Modules how to
This page purpose is to explain how to easily develop a module for the framework. Writing a new plug-in and integrating it to the framework is not difficult. The difficulty comes from the module themselves, depending on what they have to do. Developing a plug-in requires to create new files and to modify some existing others.
Module's can be developed in Python or C++. This is up to developers to chose which language they prefer and find more adapted. Generally, if you need high performances, as for a huge file system parsing for example, you will pick C++. If you need to rapidly develop a module with no need of really high performances, Python is the best choice. This is of course just the "main idea" of how choosing a language, other considerations are to be taken in account "in real life" cases.
We will here takes as example a module developed in C++ designed to parse a file system we will call DummyFS. Its specification is given below.
Contents |
Get started
The first thing to do is defining in which directory the source of our plug-in will be. If we decide to develop a dummy file system plug-in, we will need to create a new directory in the directory modules/fs of dff sources. On UNIX / Linux it would give something like :
$ cd dff_sources/modules/fs $ mkdir dummy
First, we need to configure our environment to compile the module : DFF uses cmake to generate Makefiles. There are a few files to modify and add in order to do so.
In the fs directory, we need to open the CMakeLists.txt file and add the line :
add_subdirectory (dummy)
where dummy is the name of the directory where our plug-in will be located. Doing this, cmake will configure Makefiles to enter in the dummy directory, which is necessary to compile the module.
CMakeLists.txt
Next, we need to enter the dummy directory and create an other CMakeLists.txt, used to generate the Makefile. This file will contain, among other things, the path to the module sources. An example is given below :
FIND_PACKAGE(SWIG REQUIRED)
INCLUDE(${SWIG_USE_FILE})
include_directories(${PYTHON_INCLUDE_PATH})
include_directories(${CMAKE_CURRENT_SOURCE_DIR})
include_directories(${CMAKE_HOME_DIRECTORY}/api/include)
# sources of the module
set(dummy_srcs
dummy.cpp)
SET_SOURCE_FILES_PROPERTIES(dummy.i PROPERTIES CPLUSPLUS ON)
SWIG_ADD_MODULE(DUMMY python dummy.i ${dummy_srcs})
SWIG_LINK_LIBRARIES(DUMMY ${PYTHON_LIBRARIES} _libvariant _libexceptions _libtype _libvfs _libenv)
if ( CMAKE_GENERATOR MATCHES "Visual Studio")
set_target_properties (${SWIG_MODULE_DUMMY_REAL_NAME} PROPERTIES
PREFIX "../"
SUFFIX ".pyd"
)
endif ( CMAKE_GENERATOR MATCHES "Visual Studio")
set(dummy_files
DUMMY.py
)
install_lib(${SWIG_MODULE_DUMMY_REAL_NAME})

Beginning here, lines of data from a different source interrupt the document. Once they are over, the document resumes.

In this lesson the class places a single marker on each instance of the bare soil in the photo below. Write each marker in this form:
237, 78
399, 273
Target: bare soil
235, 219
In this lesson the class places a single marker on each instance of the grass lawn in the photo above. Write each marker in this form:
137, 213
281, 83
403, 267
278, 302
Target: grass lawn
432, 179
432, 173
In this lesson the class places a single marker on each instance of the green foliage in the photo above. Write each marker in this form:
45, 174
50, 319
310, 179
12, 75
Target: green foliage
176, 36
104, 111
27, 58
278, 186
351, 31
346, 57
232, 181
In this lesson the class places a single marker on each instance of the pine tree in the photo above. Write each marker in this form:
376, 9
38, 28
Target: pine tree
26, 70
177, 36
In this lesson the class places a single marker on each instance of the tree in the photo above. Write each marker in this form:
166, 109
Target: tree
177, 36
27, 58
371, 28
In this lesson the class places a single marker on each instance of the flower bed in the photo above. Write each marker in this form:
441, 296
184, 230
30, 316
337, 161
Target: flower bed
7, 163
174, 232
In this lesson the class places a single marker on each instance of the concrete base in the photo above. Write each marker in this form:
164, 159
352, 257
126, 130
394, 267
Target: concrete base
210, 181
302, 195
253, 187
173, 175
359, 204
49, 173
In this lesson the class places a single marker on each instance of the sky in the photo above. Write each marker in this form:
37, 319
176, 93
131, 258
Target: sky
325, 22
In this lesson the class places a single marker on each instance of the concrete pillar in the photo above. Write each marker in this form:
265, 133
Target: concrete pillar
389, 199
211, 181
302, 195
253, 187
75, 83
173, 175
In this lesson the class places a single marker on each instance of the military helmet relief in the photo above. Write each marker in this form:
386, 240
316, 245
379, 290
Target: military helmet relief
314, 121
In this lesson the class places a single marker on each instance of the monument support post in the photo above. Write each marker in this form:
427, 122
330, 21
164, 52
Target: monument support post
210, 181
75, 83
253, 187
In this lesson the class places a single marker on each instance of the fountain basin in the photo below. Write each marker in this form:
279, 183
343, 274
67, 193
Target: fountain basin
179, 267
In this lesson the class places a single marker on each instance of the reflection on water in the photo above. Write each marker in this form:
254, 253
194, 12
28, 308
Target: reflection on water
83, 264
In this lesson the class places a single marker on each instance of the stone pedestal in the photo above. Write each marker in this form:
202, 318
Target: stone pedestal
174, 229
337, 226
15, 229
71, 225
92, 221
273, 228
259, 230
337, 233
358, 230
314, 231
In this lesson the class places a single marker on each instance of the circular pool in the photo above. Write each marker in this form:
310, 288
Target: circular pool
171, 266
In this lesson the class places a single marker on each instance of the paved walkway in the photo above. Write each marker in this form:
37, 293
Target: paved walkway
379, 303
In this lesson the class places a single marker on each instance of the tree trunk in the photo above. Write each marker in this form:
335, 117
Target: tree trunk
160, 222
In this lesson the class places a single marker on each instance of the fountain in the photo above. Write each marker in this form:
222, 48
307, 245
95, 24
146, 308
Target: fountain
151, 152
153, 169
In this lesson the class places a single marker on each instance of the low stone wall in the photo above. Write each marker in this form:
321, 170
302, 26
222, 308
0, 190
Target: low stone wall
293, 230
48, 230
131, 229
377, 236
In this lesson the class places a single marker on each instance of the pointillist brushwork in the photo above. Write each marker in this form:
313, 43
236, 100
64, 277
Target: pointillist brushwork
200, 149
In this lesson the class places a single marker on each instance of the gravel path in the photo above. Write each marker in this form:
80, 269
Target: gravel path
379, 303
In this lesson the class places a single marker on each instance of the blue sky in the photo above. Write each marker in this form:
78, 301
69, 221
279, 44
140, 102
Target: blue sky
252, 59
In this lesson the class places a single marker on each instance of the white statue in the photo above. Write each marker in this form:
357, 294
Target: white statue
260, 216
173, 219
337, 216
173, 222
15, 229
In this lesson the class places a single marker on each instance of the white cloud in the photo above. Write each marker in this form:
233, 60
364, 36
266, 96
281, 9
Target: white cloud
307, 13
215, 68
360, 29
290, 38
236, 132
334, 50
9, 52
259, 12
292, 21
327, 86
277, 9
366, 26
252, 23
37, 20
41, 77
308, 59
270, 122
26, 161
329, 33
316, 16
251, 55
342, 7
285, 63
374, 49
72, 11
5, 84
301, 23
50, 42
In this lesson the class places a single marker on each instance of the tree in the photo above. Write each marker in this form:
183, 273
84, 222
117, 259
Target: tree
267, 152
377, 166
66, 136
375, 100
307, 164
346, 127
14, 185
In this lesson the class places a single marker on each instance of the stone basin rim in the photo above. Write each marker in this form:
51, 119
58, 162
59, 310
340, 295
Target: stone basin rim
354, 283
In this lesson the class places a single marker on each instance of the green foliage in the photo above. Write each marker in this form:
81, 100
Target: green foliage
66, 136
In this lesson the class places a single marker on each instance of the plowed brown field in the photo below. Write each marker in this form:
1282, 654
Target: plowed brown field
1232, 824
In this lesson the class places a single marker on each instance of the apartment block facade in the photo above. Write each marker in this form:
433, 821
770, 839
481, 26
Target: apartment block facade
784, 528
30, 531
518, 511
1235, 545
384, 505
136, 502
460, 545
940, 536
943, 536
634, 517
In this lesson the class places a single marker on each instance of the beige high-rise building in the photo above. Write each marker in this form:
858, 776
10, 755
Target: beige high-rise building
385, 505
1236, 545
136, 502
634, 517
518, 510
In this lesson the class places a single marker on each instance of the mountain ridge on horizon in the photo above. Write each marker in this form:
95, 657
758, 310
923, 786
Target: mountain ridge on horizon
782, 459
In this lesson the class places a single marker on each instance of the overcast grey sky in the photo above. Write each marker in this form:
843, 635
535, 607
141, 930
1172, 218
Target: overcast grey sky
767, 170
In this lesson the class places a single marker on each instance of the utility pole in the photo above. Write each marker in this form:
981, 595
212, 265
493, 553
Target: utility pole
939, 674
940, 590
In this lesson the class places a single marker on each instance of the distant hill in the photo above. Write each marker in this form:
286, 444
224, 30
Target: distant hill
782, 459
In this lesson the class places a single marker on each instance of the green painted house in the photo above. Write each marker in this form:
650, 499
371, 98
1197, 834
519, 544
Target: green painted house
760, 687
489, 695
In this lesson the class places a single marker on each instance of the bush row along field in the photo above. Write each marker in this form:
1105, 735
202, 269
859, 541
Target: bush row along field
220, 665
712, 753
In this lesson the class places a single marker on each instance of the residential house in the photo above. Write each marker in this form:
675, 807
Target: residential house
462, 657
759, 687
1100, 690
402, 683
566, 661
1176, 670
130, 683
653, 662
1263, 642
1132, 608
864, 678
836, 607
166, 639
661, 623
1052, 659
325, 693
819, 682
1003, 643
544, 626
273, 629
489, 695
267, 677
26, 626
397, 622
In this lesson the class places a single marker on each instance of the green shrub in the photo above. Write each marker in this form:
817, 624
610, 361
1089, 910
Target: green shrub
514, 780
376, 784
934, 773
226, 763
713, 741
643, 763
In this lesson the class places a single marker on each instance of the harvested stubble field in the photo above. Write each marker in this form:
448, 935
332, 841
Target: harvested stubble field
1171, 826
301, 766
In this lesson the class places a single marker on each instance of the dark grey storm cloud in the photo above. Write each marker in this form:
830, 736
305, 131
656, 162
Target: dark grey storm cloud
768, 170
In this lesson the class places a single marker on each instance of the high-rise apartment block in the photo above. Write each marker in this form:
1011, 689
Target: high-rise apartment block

install_file(dummy ${dummy_files})
The example given above is a standard DFF CMakeList.txt. It is possible that some more configurations are required (linking to external libraries, path to other include files, etc). We recommend that you read the cmake official documentation if you need to do such things. You can also have a look to DFF other CMakeList.txt files.
dummy.i
We are developing a C++ module, so we need to wrap it to generate Python code. This is done by using SWIG. To use the wrapper, we have to create a file dummy.i in the same directory. This file will contain the following code :
# the name of the module
%module DUMMY
# should be present in any module supposed to be portable on Linux and Windows
#ifndef WIN_32
%include "stdint.i"
#else
%include "wstdint.i"
#endif
# Here should be included every wrapped headers you need
%include "std_string.i"
%include "windows.i"
%import "../../../api/vfs/libvfs.i"
# add here all API headers you need
%{
#include "dummy.hpp"
#include "variant.hpp"
#include "mfso.hpp"
#include "node.hpp"
%}
# importing wrapped libraries
%import "../../../api/vfs/libvfs.i"
%include "dummy.hpp"
/*
namespace std
{
}; */
# in this part, the configuration of the module is defined (more details are given below).
%pythoncode
%{
__dff_module_extfs_version__ = "1.0.0"
from api.module.module import *
from api.types.libtypes import Argument, typeId, Parameter
class DUMMY(Module):
"""Useless DUMMY module example""" # description of your module
def __init__(self):
Module.__init__(self, 'dummy', Dummy)
# adding options to the module
self.conf.addArgument({"name": "file",
"description": "file containing a Dummy file system",
"input": Argument.Required|typeId.Node})
self.tags = "file system" # tag of the module
%}
The most important part of this file is the module configuration of the DUMMY class. As can see, there is call to the conf.addArgument() method, and a Python dict is passed as a parameter. It defines which option the module will take in input when launching it. In our dummy example, we define only one parameter, called file, of type node. This argument is required, i.e. not optional (if it is not input, the framework will issue an error and the module won't be launched).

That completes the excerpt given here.